There is absolutely no chance it will happen, but it shows how McAdams is trying to navigate his way out of the bind in which he finds himself.

So now what?

The easy thing, politically, would be for him to vote against impeachment. He could argue that what the president did was wrong, but rather than sew more division, he would trust voters to decide Trump’s fate.

The Democratic base would lose its mind and he would buy himself a primary challenge, but we’ve seen that story play out before with Rep. Jim Matheson who always managed to emerge unscathed, and it’s likely that McAdams would, too, and he would be in a stronger position for re-election.

The flip side, he could ignore the politics — or, depending on your viewpoint, fall in line with party leaders — and vote to impeach.

On the surface, it may not seem like a huge liability. Trump is not popular in the 4th District, winning just 39% of the vote in the 2016 election (which included third-party candidate Evan McMullin). In August, before impeachment ramped up, Trump’s approval rating was just 37% in the district, according to a UtahPolicy poll.

I suspect you could count every one of those Trump supporters who voted for McAdams without taking your shoes off.

The problem is that, according to national polls, Trump’s support has solidified during the impeachment process and, it’s safe to assume, the same is true to some degree in Utah. Some of that likely is the tribal mentality — nobody beats up on our ignoramus except us.

There are also big differences between Watergate and — well, it doesn’t have a name, does it? That’s part of the problem. Trump’s abuse of power is as real, but the scheme is more complex. There’s not a simple burglary at the core — or tapes of the president plotting the coverup, for that matter. A burglary is something the public can grasp. Denying military aid to a country most people couldn’t find on a map isn’t exactly the stuff of “Law & Order” episodes.

A vote to impeach carries a lot more risk of alienating the moderates McAdams relies on. Minutes after articles of impeachment were announced, one of McAdams’ Republican opponents, state Sen. Dan Hemmert, was on Facebook bragging that “I stand with President Trump.”

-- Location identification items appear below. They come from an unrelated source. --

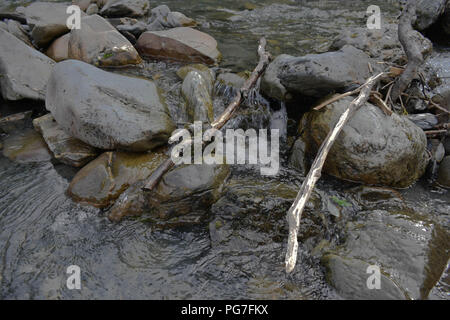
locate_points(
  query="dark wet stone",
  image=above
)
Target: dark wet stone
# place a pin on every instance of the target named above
(372, 148)
(26, 146)
(100, 44)
(102, 181)
(25, 71)
(444, 173)
(428, 12)
(14, 122)
(107, 110)
(65, 148)
(411, 251)
(425, 121)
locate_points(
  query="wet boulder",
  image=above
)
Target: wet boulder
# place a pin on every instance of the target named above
(47, 20)
(197, 90)
(26, 146)
(25, 71)
(428, 12)
(101, 181)
(180, 44)
(107, 110)
(100, 44)
(16, 29)
(65, 148)
(315, 75)
(125, 8)
(187, 189)
(162, 18)
(372, 148)
(59, 49)
(83, 4)
(410, 251)
(444, 173)
(14, 122)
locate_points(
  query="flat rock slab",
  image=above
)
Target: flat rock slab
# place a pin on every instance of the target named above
(26, 146)
(316, 75)
(65, 148)
(102, 180)
(24, 70)
(47, 19)
(107, 110)
(180, 44)
(372, 148)
(100, 44)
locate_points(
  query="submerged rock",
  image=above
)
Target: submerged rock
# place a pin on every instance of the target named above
(107, 110)
(14, 122)
(410, 251)
(99, 43)
(428, 12)
(59, 49)
(26, 146)
(444, 173)
(24, 70)
(17, 30)
(372, 148)
(65, 148)
(186, 190)
(197, 91)
(47, 19)
(102, 181)
(162, 18)
(125, 8)
(298, 156)
(315, 74)
(181, 44)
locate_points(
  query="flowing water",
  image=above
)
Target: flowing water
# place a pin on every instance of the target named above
(42, 231)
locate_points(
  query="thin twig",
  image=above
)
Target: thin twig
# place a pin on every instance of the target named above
(296, 210)
(264, 59)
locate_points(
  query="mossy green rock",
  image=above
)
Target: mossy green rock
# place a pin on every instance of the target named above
(372, 148)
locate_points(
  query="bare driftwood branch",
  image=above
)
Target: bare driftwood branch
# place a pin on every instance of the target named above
(264, 59)
(296, 210)
(411, 47)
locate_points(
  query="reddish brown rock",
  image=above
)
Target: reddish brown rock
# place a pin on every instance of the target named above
(180, 44)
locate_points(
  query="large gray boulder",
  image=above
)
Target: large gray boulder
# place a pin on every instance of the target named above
(372, 148)
(125, 8)
(197, 90)
(428, 12)
(180, 44)
(410, 250)
(65, 148)
(315, 74)
(107, 110)
(187, 190)
(444, 173)
(24, 70)
(47, 19)
(162, 18)
(99, 43)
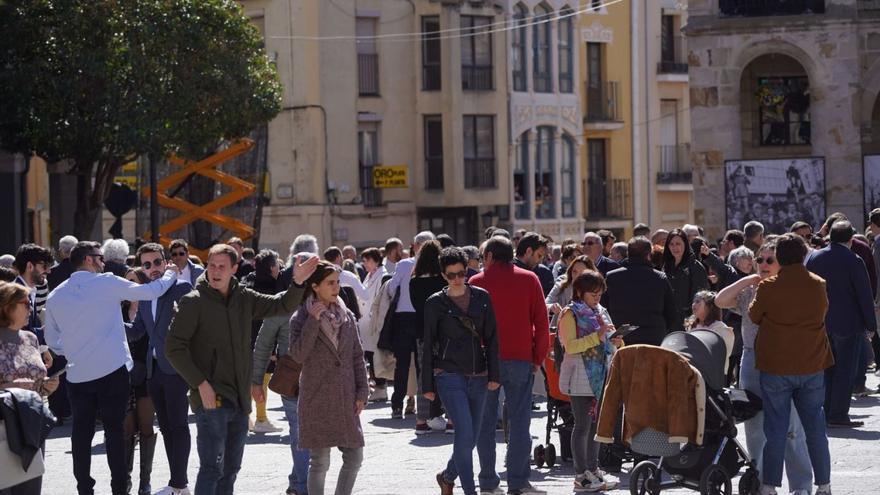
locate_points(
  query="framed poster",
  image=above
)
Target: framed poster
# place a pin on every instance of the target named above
(871, 180)
(776, 192)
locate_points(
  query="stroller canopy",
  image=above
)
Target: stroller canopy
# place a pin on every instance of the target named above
(705, 350)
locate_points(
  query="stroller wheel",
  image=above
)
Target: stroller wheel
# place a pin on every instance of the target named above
(715, 480)
(538, 455)
(550, 455)
(749, 484)
(644, 479)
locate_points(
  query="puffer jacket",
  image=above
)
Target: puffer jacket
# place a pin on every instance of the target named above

This is a time, however, for McAdams to ignore politics and follow in the footsteps of Wayne Owens regardless of how the election turns out.

“This is the most important vote that I will probably ever cast,” Owens said during the impeachment hearings, “and I want to face that mirror in later years with the peace that will come from knowledge that I gave my best efforts to this inquiry and voted solely upon the dictates of my conscience.”